İhsaniye Masalları ”Her Tarafım Kılıç Yarası Nalın Beresi”
Bir varmış bir yokmuş. Bir karı koca varmış. Bunların bir gün bir kızları olmuş. Aradan bir müddet geçince kızın annesi hastalanmış ve ölmüş. Kızın babası bir zaman sonra yeniden evlenmiş. Kadının da iki kızı varmış. Bir gün bu kız, üvey kardeşleriyle hamama gitmiş. Hamamdan çıkınca kız kardeşler yolda diğer kız kardeşlerini öldürmüşler. Kızın birinin elinde nalın diğerinin elinde bir kılıç varmış. Dağın başına kardeşlerinin cansız bedenini bırakıp gitmişler.
Bu iki kötü kız kardeş eve dönünce kızın babası kardeşlerinin nerede olduğunu sormuş. Onlar da, “Bilmiyoruz. Hamamdan çıkınca bizden ayrıldı. Eve geleceğim dedi bize. Eve gelmedi mi? O zaman hemen arayalım.” demişler. Aramışlar ama bulamamışlar.
Aradan zaman geçmiş. Çobanın biri koyun güdüyormuş. Koyun giderken bir tane kaval kemiği bulmuş. Bu kaval kemiği ölen kıza aitmiş. Çoban üflemiş ve kaval dile gelmiş: “Aman çoban canım çoban, dokunma bana. Her yanım nalın beresi kılıç yarası. Ablalarım öldürdü beni.” demiş. Çoban çok şaşırmış. Bu kaval kemiğinden herkese bahsetmiş. Köylüler de bunu öğrenmiş.
Bir gün kızın babası köylülerle sohbet ediyormuş. Ona bu kaval kemiğinden bahsetmişler. Birisi adama “Falancanın biri bir kaval bulmuş. Hem konuşuyormuş hem de türkü söylüyormuş.” demiş. Adam merak etmiş. Çobanı çağırmışlar. Köylülerden biri çobana “Çal çoban şu kavalı da dinleyelim.” demiş. Çoban kavalı üflemiş: “Aman çoban canım çoban, dokunma bana. Her yanım nalın beresi kılıç yarası. Ablalarım öldürdü beni.” diye kaval dile gelmiş. Kızın babası orada bunları duymuş. Baba, çobandan kavalı istemiş. Baba “Şu kavalı bir de ben çalayım” demiş. Adam eline aldığı kavalı üflemiş. “Aman baba canım baba, dokunma bana. Her yanım nalın beresi kılıç yarası. Ablalarım öldürdü beni.” demiş. O sırada baba, çobana:
“A çoban! Bu kavalı bana bir müddet verir misin? Sana geri vereceğim.” demiş. Çoban “Tamam.” demiş. Baba kavalı alıp eve varmış. Baba, kızların yanına varmış, kavalı da birine vermiş ve “Üfle şu kavalı!” demiş. Kız da “Üflemem.” demiş. Baba, ısrar edince kız kavalı üflemiş. Kaval tekrar dile gelmiş: “Aman abla canım abla, beni kılıçla kesen sen değil misin?” demiş. Adam kavalı diğer kıza vermiş. O kız da üflemiş. Kaval “Aman abla canım abla beni nalınla döven sen değil misin?” demiş. Adam “Hani kızımın nerede olduğunu bilmiyordunuz! Katiller. Benim kızımı siz öldürmüşsünüz.” demiş.
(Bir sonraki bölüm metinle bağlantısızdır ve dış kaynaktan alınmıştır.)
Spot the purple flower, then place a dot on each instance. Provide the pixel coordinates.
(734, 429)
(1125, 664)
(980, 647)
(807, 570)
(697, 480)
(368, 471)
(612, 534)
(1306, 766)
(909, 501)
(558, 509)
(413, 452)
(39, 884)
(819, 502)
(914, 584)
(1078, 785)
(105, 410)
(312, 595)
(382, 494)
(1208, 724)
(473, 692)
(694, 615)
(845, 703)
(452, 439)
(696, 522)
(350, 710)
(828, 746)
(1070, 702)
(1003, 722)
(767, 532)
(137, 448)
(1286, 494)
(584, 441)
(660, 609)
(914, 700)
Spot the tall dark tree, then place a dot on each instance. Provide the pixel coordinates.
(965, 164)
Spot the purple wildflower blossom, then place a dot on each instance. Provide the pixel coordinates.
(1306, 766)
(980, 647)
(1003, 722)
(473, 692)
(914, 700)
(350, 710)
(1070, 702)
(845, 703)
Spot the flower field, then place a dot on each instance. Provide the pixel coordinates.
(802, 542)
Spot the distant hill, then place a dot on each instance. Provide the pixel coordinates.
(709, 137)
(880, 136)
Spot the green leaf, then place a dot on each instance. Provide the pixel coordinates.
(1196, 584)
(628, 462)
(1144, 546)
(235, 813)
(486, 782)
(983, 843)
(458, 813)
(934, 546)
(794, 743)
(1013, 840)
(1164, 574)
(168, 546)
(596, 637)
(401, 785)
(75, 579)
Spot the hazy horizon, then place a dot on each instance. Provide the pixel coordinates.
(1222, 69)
Baba kızının katillerini kadıya şikâyet etmiş. Kadı onları zindana atmış. Kızlar da orada cezalarını bulmuşlar.
(Bu masal 2017-2018 Eğitim Öğretim Yılı’nda Afyonkarahisar-İhsaniye Anadolu İmam Hatip Lisesi öğrencilerinden Emre Yarımtepe tarafından babaannesi Sultan Yarımtepe’den derlenmiştir. Sultan Yarımtepe 1938 doğumludur. İhsaniye’nin Bozhöyük köyünde ikamet etmektedir. Tahsili ilkokul ikinci sınıfa kadardır.)